Prior to Precise Pangolin(12.04) my last Ubuntu upgrade was from Jaunty(9.04) to Lucid(10.04). That was the hard way to do it. It was a double install having to install Karmic(9.10) for a few minutes along the way and never using it. Lucid worked fine and since my primary desktop machine was a Mac, I decided to wait for the next LTS release before attempting another upgrade. Of course, in the intervening two years I read about the new “Unity” desktop. Using VirtualBox I installed Oneiric(11.10) on my Mac in a VM just to see what it looked liked. I was less than impressed and seriously thought that the next upgrade on my Linux box would be to Linux Mint. Upgrade day finally arrived and I stuck with my loyalty to Ubuntu. The upgrade went well up to the point where the computer boots into the new OS. I could not boot. The MBR had been corrupted. Now someone geekier than myself might have worked this out but I decided to make a clean install from a live CD. Wisely, all of my personal data was backed up on other media. A clean install was just a matter of software. I burned the CD on my Mac but I could not help but thinking that it was these kinds of problems that Linux developers would have to overcome before they could seriously increase their share of the desktop market.

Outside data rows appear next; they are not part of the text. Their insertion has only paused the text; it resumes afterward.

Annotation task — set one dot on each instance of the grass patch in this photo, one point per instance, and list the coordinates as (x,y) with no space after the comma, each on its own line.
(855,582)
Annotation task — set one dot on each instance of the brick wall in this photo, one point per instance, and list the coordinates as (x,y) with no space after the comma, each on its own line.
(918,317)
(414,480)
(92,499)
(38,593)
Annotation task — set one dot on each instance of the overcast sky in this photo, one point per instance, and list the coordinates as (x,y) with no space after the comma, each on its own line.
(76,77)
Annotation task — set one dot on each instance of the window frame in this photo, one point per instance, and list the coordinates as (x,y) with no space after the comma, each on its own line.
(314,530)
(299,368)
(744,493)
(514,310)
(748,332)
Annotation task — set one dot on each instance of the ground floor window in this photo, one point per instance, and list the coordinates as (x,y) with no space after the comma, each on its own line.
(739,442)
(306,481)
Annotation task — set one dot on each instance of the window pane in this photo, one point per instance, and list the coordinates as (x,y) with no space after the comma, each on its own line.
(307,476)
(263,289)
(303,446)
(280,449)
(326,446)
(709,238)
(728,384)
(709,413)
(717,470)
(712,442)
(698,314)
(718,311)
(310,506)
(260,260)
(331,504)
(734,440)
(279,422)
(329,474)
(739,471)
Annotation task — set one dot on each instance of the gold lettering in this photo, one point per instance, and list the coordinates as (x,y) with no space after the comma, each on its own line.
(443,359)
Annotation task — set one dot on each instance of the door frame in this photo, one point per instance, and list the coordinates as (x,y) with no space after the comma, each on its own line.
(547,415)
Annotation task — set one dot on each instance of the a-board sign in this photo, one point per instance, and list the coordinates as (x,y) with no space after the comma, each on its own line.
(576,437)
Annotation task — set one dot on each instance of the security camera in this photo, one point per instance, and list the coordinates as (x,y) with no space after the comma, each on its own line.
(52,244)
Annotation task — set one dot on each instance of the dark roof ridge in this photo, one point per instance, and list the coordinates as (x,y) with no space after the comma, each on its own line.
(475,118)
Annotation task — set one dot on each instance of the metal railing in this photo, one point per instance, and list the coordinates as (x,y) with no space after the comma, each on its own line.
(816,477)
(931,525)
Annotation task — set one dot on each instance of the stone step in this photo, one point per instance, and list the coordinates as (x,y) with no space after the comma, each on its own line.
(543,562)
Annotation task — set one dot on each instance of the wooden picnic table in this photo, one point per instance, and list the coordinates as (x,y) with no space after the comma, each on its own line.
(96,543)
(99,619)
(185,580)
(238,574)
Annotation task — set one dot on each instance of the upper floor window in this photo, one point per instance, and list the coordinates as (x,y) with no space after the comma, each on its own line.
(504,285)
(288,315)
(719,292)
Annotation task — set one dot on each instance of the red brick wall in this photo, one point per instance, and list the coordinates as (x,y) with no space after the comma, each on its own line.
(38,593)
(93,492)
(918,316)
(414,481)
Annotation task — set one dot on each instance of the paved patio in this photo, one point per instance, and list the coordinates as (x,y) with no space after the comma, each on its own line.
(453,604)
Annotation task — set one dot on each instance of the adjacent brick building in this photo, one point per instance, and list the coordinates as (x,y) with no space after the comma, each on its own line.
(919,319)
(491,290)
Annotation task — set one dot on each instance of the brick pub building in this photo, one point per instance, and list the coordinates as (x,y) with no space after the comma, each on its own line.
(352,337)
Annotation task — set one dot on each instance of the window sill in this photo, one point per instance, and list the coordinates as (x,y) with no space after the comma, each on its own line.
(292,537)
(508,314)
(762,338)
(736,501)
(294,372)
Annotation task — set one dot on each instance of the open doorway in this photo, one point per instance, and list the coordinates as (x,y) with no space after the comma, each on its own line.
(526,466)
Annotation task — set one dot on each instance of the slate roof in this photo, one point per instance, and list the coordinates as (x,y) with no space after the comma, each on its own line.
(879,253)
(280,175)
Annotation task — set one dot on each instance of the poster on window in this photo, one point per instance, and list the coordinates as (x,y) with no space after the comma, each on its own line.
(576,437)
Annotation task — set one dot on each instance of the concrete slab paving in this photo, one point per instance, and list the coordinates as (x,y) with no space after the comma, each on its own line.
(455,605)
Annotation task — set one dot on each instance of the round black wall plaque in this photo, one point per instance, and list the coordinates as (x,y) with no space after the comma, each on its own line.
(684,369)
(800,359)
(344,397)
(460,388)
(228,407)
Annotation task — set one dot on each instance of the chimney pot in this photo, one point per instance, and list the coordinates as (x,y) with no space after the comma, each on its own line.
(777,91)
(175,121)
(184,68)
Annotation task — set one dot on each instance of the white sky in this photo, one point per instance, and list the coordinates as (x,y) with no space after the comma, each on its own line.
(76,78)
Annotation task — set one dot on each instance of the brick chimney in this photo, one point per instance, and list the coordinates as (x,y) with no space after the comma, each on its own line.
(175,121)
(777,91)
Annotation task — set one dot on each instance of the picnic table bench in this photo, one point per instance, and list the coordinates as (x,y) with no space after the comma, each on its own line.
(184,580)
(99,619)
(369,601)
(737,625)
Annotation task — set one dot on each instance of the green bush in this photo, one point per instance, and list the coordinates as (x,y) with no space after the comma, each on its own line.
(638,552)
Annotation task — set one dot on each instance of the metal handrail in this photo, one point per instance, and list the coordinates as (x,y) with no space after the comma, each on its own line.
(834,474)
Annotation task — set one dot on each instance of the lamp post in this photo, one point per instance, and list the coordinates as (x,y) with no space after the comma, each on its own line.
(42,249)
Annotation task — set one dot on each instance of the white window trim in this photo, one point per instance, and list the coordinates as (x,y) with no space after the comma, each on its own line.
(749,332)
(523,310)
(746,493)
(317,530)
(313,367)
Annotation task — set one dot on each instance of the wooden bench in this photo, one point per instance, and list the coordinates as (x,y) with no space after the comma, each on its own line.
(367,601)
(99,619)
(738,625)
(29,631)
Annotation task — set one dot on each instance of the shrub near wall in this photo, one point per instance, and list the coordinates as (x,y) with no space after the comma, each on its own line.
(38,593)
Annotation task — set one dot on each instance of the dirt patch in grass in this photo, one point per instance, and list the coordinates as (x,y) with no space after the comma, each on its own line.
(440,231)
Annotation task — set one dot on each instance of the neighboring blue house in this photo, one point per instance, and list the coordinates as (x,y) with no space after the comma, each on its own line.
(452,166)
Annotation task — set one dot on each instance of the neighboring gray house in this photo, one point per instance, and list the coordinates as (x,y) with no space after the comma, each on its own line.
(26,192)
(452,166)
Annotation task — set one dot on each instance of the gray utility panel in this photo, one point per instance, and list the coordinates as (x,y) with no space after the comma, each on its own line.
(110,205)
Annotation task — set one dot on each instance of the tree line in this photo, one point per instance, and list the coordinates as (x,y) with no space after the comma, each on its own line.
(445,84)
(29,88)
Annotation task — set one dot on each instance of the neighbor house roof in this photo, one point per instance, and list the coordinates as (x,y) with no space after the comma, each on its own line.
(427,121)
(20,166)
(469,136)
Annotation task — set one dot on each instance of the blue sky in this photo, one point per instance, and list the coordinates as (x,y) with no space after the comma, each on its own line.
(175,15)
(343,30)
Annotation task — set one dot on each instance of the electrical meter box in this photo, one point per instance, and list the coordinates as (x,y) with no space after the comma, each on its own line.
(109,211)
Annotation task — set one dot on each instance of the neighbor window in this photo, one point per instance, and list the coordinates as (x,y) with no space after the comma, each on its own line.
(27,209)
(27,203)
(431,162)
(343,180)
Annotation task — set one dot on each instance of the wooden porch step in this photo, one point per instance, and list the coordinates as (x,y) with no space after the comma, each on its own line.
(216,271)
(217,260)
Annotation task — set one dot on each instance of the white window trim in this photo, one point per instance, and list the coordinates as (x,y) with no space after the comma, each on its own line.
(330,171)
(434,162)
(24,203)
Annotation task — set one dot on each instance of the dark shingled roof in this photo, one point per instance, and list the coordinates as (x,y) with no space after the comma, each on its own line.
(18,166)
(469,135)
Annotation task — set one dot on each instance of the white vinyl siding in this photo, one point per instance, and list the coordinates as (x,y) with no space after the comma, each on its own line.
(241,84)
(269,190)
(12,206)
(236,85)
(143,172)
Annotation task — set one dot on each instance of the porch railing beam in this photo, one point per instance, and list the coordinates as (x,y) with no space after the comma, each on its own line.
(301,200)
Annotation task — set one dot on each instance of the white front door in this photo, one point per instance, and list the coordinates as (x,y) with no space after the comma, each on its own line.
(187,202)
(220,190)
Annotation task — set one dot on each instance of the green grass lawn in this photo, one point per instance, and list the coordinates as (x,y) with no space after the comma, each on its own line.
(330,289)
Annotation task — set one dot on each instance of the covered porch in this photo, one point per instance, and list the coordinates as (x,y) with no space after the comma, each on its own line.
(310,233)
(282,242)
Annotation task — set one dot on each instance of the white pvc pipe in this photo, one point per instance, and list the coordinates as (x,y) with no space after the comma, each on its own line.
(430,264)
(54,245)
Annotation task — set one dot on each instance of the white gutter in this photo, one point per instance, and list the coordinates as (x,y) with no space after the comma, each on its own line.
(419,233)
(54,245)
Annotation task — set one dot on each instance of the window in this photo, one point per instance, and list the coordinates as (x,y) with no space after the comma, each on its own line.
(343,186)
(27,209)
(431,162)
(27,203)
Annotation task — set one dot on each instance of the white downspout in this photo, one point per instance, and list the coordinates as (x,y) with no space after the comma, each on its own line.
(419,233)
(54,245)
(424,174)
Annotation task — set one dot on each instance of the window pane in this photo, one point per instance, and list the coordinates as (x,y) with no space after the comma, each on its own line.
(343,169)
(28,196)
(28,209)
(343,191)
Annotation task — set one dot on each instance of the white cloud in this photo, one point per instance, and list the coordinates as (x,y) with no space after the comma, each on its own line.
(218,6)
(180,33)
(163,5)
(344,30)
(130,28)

In any event, having taken the plunge, I soon had Precise up and running. I was staring at that butt ugly Unity launchbar that I had first seen in the VM. And where the hell was everything? My friendly GNOME desktop was gone. It was clear that I needed to “bone up” on what had developed over the last two years. I moved over to my Mac, did some googling and got three valuable insights.
First, with a few commands I could install the GNOME desktop as well as a new CINNAMON desktop developed for Linux Mint. It’s interesting that a desktop developed for one distro could run on another, but as Mint is built on Ubuntu it was not surprising. Second, I learned that the ugly launcher could be hidden via a System Setting that could accessed through a little gear icon in the corner of the display. This was a clue as to where Precise was hiding things. Third, I learned that Precise was implementing something called Heads Up Display(HUD). Query boxes could be brought up by hitting the ALT key on the keyboard, whatever that meant.
I returned to the Linux box, managed to find a terminal and quickly installed the alternative desktops. With little delay I was soon enjoying the CINNAMON desktop. I really like this but unfortunately it’s not completely developed. I tried, without success, to install my wireless network printer. I thought that maybe if I figured out how to install the printer in Unity, it might work in CINNAMON. Logging back into Unity and following the instructions I quickly had the launchbar hidden and the printer installed. Then the light bulb in my brain suddenly clicked ON. Unity was trying to act like a Mac! The HUD thing was the equivalent of the Mac spotlight, the lauchbar was a dock! I didn’t need menus! Just type a few letters into the HUD box and you get what you want! I typed in “syn”, the built-in word completion showed Synaptic Package Manager and bingo, there it was. Yes, after a few more entries into the HUD I was convinced that this was a truly remarkable milestone in Ubuntu’s development.
The somewhat unintuitive task of software installation and removal has long been a criticism of Linux distros. Those of us comfortable on the command line do not represent the general population. The task has now been given to the Uuntu Software Center, accessed via a button in the launchbar. After finding the disired package(app) in the Ubuntu repository there are two simple buttons labelled “Install” and “Remove”. It can’t get any simpler than that. Now some of us, being the geeks that we are, will still insist on using the command line with its powerful options, however, it is clear that the Ubuntu delopers are striving for a Mac-like OS, OS X being famous for its ease of use. The terminal will not disappear but the need for its use will diminish over time. The need for exploring menus also diminishes as the query language becomes more intelligent. Precise already seems to be pretty smart.
OS X on the Mac is excellent but Mac hardware is expensive. Unlike versions of Windows from Microsoft, OS X can be installed without a license key. There is no “Apple Genuine Advantage” and if you are successful in its installation you will not encounter anti-theft booby traps. Find compatible hardware and you can have a “Hackintosh” desktop computer. In reality it’s much easier said then done. Windows is the most stolen and counterfeited OS in the world because it will run on so many hardware configurations. OS X will not. Apple does attack flagrant violators of its copyrights but does not seem to be concerned about individual hobbyists. Ubuntu is FREE open source software. It cannot be stolen. It will run on most any hardware that can support Windows. It behaves a lot like a Mac.
Yes, the launchbar is butt ugly, but I’m sticking with Precise until my next upgrade.